Search code examples
dockerdocker-composedocker-in-docker

How do I re-share volumes between Docker-in-Docker containers?


I have mounted a volume shared to my service main. Now I am trying to mount that same volume to another container client, that is started with docker-compose up client from within the main container (Docker-in-Docker):

version: "3.8"

# set COMPOSE_PROJECT_NAME=default before running `docker-compose up main`

services:
  main:
    image: rbird/docker-compose:python-3.9-slim-buster
    privileged: true
    entrypoint: docker-compose up client # start client
    volumes:
      - //var/run/docker.sock:/var/run/docker.sock
      - ./docker-compose.yml:/docker-compose.yml
      - ./shared:/shared

  client:
    image: alpine
    entrypoint: sh -c "ls shared*"
    profiles:
      - do-not-run-directly
    volumes:
      - /shared:/shared1
      - ./shared:/shared2

The output I get is:

[+] Running 2/2
 - Network test_default   Created                                                                                                                                                                                       0.0s
 - Container test_main_1  Started                                                                                                                                                                                       0.9s
Attaching to main_1
Recreating default_client_1 ... done
Attaching to default_client_1
main_1  | client_1  | shared1:
main_1  | client_1  |
main_1  | client_1  | shared2:
main_1  | default_client_1 exited with code 0
main_1 exited with code 0

So the folders /shared2 and /shared2 are empty, although they contain files in the host directory as well as in the main container.

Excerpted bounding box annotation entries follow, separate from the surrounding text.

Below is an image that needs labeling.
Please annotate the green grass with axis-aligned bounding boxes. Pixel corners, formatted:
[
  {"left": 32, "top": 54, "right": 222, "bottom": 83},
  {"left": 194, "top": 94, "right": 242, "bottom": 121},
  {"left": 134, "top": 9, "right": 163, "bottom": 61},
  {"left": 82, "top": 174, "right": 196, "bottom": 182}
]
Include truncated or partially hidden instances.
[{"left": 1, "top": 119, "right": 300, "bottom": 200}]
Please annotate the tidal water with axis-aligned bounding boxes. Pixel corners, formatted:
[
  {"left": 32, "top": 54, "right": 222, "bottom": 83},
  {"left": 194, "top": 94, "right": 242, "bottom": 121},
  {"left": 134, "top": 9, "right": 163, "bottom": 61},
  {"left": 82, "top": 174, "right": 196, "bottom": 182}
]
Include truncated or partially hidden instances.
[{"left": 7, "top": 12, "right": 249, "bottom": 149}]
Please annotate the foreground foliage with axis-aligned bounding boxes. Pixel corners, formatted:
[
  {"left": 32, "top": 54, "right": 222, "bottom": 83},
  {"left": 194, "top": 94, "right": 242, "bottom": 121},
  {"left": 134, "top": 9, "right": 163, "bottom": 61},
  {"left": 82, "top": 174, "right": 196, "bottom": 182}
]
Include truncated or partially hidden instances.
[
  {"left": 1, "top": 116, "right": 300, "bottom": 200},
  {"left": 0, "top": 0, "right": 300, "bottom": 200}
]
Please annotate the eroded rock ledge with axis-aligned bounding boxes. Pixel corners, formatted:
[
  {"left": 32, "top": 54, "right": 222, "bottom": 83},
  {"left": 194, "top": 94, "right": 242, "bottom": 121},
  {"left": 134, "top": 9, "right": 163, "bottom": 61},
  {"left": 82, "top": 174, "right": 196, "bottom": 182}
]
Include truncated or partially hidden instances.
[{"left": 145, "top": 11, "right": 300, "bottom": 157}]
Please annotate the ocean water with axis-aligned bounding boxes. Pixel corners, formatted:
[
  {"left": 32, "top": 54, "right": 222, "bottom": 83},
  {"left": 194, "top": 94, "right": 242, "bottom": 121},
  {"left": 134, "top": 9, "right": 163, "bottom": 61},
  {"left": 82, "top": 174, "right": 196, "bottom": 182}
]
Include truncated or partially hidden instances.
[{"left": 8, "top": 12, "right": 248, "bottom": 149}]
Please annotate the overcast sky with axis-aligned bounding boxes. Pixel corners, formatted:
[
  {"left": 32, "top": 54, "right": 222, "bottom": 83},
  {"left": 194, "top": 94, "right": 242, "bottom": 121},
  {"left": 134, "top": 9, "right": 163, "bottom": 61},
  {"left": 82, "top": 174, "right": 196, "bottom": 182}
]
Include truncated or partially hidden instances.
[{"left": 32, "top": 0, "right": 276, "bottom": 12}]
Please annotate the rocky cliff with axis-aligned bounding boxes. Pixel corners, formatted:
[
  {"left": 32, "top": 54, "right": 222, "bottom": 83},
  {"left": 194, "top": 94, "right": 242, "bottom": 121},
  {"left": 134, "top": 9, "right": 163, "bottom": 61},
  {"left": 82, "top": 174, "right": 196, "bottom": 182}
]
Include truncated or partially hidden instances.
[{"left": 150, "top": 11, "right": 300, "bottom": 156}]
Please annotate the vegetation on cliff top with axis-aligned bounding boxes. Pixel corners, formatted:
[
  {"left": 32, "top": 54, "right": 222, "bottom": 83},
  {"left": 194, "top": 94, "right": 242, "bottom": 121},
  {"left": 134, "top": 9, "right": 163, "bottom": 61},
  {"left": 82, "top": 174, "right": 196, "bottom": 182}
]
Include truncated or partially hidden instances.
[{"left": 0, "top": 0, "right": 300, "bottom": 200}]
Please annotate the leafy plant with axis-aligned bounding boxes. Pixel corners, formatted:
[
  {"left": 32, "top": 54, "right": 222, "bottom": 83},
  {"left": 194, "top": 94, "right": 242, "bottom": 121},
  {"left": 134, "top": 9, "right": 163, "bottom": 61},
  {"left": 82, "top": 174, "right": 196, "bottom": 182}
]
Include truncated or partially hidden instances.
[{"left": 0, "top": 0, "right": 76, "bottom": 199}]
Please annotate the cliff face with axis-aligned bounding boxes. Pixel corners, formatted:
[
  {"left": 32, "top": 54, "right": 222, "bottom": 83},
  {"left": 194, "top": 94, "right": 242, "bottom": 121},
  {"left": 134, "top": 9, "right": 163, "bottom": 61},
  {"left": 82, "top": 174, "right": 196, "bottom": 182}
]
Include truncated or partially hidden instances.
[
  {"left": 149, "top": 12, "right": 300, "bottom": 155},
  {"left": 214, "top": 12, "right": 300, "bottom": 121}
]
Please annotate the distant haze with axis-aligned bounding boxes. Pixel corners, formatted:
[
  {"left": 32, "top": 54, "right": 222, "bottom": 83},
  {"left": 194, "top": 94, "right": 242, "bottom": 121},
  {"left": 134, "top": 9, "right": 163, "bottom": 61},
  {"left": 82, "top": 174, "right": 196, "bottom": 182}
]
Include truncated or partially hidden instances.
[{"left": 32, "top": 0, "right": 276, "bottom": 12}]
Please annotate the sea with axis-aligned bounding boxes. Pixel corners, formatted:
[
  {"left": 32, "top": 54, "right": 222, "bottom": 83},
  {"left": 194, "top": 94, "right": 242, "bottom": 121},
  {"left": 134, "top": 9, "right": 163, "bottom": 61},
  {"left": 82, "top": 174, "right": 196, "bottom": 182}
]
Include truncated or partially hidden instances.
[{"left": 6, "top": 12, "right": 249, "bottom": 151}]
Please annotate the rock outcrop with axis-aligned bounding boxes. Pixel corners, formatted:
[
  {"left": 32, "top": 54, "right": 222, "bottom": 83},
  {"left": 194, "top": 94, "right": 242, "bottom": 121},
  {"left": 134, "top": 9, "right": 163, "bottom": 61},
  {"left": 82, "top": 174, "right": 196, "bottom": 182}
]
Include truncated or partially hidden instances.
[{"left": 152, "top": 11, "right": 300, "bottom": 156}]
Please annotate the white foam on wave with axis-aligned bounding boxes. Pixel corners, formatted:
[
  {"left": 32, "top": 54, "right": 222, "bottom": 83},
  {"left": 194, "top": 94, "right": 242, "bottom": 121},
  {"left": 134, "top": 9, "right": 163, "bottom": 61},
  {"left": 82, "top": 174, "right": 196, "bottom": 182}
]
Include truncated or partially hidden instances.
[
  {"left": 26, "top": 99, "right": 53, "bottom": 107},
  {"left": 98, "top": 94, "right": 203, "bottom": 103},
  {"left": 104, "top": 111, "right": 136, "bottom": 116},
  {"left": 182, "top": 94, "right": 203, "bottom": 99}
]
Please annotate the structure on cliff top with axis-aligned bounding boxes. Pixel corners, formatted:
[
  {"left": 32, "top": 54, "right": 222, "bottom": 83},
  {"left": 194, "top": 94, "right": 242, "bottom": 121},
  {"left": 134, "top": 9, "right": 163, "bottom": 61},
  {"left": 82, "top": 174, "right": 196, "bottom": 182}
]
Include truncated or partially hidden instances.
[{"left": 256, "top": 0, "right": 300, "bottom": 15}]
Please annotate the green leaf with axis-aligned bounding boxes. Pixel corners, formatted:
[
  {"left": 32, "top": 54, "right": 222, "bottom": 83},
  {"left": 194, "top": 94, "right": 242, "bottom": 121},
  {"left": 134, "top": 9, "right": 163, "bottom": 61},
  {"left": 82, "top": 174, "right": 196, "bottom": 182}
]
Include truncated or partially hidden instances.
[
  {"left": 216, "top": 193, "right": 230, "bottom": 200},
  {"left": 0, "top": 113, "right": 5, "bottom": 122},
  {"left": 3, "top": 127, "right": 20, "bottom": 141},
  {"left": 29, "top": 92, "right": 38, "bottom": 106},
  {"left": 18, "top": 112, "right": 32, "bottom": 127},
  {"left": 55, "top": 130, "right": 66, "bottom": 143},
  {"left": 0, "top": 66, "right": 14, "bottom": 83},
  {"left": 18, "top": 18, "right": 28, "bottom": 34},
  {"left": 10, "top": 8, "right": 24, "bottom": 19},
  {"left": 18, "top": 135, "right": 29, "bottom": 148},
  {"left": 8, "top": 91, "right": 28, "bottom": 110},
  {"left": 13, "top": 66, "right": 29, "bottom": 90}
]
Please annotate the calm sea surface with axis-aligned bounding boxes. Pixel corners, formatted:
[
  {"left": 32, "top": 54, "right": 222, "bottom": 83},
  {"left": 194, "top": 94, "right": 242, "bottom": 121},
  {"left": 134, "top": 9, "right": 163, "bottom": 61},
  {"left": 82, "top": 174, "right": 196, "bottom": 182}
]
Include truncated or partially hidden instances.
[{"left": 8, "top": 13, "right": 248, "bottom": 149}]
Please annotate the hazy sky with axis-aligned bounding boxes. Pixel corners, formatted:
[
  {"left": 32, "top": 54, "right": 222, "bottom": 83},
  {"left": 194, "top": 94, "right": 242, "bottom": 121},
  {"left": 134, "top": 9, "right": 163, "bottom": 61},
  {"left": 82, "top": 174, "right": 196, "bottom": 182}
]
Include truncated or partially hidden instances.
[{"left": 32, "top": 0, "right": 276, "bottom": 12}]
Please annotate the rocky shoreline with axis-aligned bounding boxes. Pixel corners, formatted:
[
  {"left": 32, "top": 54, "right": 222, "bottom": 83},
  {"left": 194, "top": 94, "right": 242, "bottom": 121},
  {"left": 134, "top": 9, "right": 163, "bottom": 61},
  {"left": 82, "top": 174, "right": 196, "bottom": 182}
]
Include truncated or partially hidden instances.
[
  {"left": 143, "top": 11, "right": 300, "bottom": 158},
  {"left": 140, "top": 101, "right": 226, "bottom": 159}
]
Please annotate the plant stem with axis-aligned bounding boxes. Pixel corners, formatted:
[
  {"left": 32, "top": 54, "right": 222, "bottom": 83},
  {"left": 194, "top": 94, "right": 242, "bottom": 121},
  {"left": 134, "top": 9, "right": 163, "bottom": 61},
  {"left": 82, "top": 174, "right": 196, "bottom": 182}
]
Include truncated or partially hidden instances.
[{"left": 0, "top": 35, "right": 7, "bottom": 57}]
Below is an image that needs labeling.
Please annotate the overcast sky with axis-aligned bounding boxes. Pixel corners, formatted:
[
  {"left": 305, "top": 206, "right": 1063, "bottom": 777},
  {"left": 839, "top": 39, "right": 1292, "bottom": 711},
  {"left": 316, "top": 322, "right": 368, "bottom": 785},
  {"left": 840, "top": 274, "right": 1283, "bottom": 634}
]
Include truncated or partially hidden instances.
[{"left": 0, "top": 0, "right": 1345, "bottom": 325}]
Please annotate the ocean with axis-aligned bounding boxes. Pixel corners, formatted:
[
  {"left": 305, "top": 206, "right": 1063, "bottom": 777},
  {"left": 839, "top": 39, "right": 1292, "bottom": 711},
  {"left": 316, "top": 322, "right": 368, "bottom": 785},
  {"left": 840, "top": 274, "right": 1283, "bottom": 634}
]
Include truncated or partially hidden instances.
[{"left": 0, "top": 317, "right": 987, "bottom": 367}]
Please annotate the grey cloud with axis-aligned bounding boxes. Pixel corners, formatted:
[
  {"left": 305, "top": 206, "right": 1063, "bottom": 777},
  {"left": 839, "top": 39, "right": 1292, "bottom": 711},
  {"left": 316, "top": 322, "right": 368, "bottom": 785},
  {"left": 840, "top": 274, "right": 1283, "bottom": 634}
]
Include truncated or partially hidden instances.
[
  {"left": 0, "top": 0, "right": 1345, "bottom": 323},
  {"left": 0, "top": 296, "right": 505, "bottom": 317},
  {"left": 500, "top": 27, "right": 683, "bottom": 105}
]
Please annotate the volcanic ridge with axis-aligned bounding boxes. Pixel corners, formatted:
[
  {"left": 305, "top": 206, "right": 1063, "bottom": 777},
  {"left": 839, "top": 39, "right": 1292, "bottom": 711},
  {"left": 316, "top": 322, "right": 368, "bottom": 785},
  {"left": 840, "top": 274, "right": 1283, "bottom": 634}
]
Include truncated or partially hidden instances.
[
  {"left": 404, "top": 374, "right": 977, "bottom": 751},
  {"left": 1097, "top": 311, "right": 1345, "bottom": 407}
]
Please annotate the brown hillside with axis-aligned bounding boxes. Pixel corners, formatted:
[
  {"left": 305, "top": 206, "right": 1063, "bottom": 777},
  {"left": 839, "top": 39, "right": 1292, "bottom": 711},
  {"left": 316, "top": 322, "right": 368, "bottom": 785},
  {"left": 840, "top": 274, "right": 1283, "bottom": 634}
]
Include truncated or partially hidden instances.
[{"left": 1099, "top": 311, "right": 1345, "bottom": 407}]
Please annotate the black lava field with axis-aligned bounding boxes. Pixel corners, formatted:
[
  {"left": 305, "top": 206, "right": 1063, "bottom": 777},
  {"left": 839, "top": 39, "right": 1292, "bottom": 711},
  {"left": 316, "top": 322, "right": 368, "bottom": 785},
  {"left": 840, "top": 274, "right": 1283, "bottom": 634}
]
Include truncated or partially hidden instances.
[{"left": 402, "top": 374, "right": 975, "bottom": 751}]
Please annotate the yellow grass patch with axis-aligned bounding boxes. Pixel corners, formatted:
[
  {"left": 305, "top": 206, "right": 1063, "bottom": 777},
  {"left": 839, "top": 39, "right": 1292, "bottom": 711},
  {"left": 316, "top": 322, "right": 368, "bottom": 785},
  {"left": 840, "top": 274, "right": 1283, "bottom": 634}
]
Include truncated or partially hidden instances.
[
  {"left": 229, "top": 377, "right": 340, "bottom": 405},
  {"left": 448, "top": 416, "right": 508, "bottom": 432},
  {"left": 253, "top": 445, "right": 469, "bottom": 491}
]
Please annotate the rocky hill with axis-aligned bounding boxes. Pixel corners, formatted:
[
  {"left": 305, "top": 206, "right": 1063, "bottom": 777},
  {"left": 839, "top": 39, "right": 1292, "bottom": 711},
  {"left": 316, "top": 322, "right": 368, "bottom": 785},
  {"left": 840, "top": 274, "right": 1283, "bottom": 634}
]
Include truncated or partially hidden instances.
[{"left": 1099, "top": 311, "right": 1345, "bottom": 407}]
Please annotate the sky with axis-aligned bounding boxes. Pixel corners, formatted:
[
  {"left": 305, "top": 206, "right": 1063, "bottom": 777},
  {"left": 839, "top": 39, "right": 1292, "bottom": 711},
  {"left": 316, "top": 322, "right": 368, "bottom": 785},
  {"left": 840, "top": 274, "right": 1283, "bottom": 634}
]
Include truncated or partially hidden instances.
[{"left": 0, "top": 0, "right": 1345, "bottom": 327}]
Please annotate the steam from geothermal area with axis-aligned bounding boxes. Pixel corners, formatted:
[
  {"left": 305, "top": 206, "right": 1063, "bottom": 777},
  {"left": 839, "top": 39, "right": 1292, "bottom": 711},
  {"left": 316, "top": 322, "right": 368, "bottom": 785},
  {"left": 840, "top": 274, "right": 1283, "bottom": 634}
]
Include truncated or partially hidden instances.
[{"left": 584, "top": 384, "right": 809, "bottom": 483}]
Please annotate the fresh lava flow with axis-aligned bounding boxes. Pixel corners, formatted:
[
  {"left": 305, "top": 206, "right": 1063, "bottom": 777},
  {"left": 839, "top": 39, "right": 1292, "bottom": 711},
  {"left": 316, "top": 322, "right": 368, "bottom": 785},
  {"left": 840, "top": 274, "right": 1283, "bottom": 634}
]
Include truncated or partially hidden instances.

How do I re-share volumes between containers?

Or is there a way to share a host directory between all containers, even the ones started by one of the containers?


Solution

  • The cleanest answer here is to delete the main: container and the profiles: block for the client: container, and run docker-compose on the host directly.


    The setup you have here uses the host's Docker socket. (It is not "Docker-in-Docker"; that setup generally is the even more confusing case of running a second Docker daemon in a container.) This means that the Docker Compose instance inside the container sends instructions to the host's Docker daemon telling it what containers to start. You're mounting the docker-compose.yml file in the container's root directory, so the ./shared path is interpreted relative to / as well.

    This means the host's Docker daemon is receiving a request to create a container with /shared mounted on /shared1 inside the new container, and also with /shared (./shared, relative to the path /) mounted on /shared2. The host's Docker daemon creates this container using host paths. If you look on your host system, you will probably see an empty /shared directory in the host filesystem root, and if you create files there they will appear in the new container's /shared1 and /shared2 directories.

    In general, there is no way to mount one container's filesystem to another. If you're trying to run docker (or docker-compose) from a container, you have to have external knowledge of which of your own filesystems are volumes mounts and what exactly has been mounted.


    If you can, avoid both the approaches of containers launching other containers and of sharing volumes between containers. If it's possible to launch another container, and that other container can mount arbitrary parts of the host filesystem, then you can pretty trivially root the entire host. In addition to the security concerns, the path complexities you note here are difficult to get around. Sharing volumes doesn't work well in non-Docker environments (in Kubernetes, for example, it's hard to get a ReadWriteMany volume and containers generally won't be on the same host as each other) and there are complexities around permissions and having multiple readers and writers on the same files.

    Instead, launch docker and docker-compose commands on the host only (as a privileged user on a non-developer system). If one container needs one-way publishing of read-only content to another, like static assets, create a custom image COPY --from= one image to the other. Otherwise consider using purpose-built network-accessible storage (like a database) that doesn't specifically depend on a filesystem and knows how to handle concurrent access.